Everswinkel (gl) - Zum Eingewöhnen gab es eine Tour über elf Kilometer. Bereits der zweite Wandertag war ein Höhepunkt. Mit der Fellhornbahn ging es von Oberstdorf auf die Mittelstation. Von dort wanderte die Gruppe vorbei am Schlappoltsee zur Alpe Schlappolt. Fast ausschließlich über Stufen ging es auf den Fellhorngrat und weiter zum Fellhorngipfel auf 2038 Meter Höhe. Dabei waren 600 Höhenmeter zu überwinden.

Fahrt im Weltcup-Express

Am folgenden Tag fuhren die Everswinkeler nach Bolsterlang und wanderten bis nach Ofterschwang. Mit dem Weltcup-Express fuhren sie hinauf zur Bergstation. Die Gruppe umrundete das Ofterschwanger Horn mit herrlichen Ausblicken auf die Nagelfluh-Kette und die Allgäuer Bergwelt.

Der vierte Tag führte die Wandergruppe bei regnerischem Wetter in die Breitachklamm. Es handelt sich um die mit 150 Metern tiefste Felsenschlucht Mitteleuropas.

Wege beschädigt vom Gewitter

Am vorletzten Wandertag fuhr die Gruppe erneut nach Bolsterlang zur Hörnerbahn, mit der es bis zur Gipfelstation ging. Die Gewitter am Vortag hatten einige Wegeabschnitte beschädigt, sodass sie nicht begehbar waren. Die neun Kilometer lange Wanderung führte die Gruppe vorbei am Berghaus Schwaben bis zur Alpe Bolgen und weiter zur Alpe Zunkleiten. Von dort ging es über landschaftlich reizvolle Wege bis zum Sonderdorfer Kreuz. Dort genossen die Teilnehmer den herrlichen Blick in die Allgäuer Bergwelt. Ein sehr steiler Abstieg führte zur Talstation der Hörnerbahn.

Nach den Anstrengungen des Vortags ließen es die Wanderer an ihrem sechsten Tag etwas ruhiger angehen.
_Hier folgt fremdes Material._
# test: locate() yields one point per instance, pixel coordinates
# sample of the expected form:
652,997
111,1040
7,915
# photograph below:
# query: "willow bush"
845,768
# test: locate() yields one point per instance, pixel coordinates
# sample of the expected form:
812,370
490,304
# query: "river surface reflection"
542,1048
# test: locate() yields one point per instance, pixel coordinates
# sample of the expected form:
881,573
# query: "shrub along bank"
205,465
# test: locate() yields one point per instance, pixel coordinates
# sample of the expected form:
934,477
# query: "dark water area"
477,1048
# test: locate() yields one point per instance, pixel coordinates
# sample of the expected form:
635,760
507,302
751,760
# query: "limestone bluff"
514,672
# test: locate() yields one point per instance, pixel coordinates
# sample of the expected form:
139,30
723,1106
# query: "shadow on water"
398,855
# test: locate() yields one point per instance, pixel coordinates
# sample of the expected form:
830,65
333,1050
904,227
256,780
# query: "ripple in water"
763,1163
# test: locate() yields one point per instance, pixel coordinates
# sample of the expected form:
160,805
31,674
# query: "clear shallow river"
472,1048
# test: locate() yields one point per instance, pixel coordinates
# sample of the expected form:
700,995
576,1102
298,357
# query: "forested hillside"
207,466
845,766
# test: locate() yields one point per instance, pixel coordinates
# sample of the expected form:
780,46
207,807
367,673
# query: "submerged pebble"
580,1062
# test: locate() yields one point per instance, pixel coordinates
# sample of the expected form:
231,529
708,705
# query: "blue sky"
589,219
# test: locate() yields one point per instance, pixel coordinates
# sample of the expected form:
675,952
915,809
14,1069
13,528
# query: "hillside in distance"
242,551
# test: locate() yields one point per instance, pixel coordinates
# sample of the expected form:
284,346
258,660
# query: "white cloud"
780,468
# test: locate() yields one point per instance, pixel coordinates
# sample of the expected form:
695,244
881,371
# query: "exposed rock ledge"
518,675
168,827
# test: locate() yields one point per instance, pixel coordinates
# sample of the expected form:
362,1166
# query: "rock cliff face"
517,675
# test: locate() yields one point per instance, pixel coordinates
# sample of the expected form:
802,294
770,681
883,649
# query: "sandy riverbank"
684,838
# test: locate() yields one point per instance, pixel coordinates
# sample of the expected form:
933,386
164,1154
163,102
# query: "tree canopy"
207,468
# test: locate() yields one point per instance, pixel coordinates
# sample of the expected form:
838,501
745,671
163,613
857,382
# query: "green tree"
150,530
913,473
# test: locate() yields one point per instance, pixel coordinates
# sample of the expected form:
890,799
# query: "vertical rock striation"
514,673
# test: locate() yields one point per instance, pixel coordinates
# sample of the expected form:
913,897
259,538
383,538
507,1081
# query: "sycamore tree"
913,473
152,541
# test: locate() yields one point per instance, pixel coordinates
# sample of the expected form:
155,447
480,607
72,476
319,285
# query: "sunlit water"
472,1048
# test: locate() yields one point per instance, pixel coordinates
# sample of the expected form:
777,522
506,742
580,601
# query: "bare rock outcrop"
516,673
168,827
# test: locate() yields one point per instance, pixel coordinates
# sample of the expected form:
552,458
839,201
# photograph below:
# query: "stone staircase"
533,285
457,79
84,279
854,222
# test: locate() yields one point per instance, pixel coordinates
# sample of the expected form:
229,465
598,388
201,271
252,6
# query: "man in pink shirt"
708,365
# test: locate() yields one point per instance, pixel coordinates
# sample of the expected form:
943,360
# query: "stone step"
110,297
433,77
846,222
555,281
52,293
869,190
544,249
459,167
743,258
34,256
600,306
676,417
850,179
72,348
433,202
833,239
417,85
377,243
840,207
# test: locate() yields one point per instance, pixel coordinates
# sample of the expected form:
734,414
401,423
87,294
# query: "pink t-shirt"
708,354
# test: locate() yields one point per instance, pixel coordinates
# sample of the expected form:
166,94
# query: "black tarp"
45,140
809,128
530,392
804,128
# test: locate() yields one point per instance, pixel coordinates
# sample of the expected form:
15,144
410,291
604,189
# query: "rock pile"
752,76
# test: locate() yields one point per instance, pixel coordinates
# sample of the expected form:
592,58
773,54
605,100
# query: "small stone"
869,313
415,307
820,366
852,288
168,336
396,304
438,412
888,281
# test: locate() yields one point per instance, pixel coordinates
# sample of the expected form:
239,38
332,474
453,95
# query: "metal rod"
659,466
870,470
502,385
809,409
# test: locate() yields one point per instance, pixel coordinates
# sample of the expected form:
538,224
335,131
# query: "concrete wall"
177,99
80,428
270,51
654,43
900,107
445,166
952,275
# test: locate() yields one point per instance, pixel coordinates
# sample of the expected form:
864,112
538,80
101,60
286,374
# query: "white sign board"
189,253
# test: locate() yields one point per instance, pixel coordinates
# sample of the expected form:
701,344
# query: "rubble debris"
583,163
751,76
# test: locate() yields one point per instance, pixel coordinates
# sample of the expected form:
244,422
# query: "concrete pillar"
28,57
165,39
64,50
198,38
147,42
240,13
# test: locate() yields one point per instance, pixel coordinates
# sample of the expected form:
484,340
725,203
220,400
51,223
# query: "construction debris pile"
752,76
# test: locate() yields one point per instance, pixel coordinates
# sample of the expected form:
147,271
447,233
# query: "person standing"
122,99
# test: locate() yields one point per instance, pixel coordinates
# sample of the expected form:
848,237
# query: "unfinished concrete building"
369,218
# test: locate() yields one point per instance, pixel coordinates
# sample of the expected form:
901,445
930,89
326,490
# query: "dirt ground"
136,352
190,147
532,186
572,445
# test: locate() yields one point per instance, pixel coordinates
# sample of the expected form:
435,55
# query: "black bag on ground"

Bei sommerlichen Temperaturen ging es oberhalb der Iller bis zum Illerursprung. Dort fließen Trettach, Stillach und Breitach zur 147 Kilometer langen Iller zusammen. Weiter ging es bis nach Oberstdorf und von dort zurück nach Fischen. Jürgen Teunissen, erstmalig Organisator der Wanderwoche, hatte es mit Unterstützung von Günter Hein und einigen anderen Wandern verstanden, für alle ein interessantes Wanderprogramm bei überwiegend tollem Sommerwetter aufzustellen.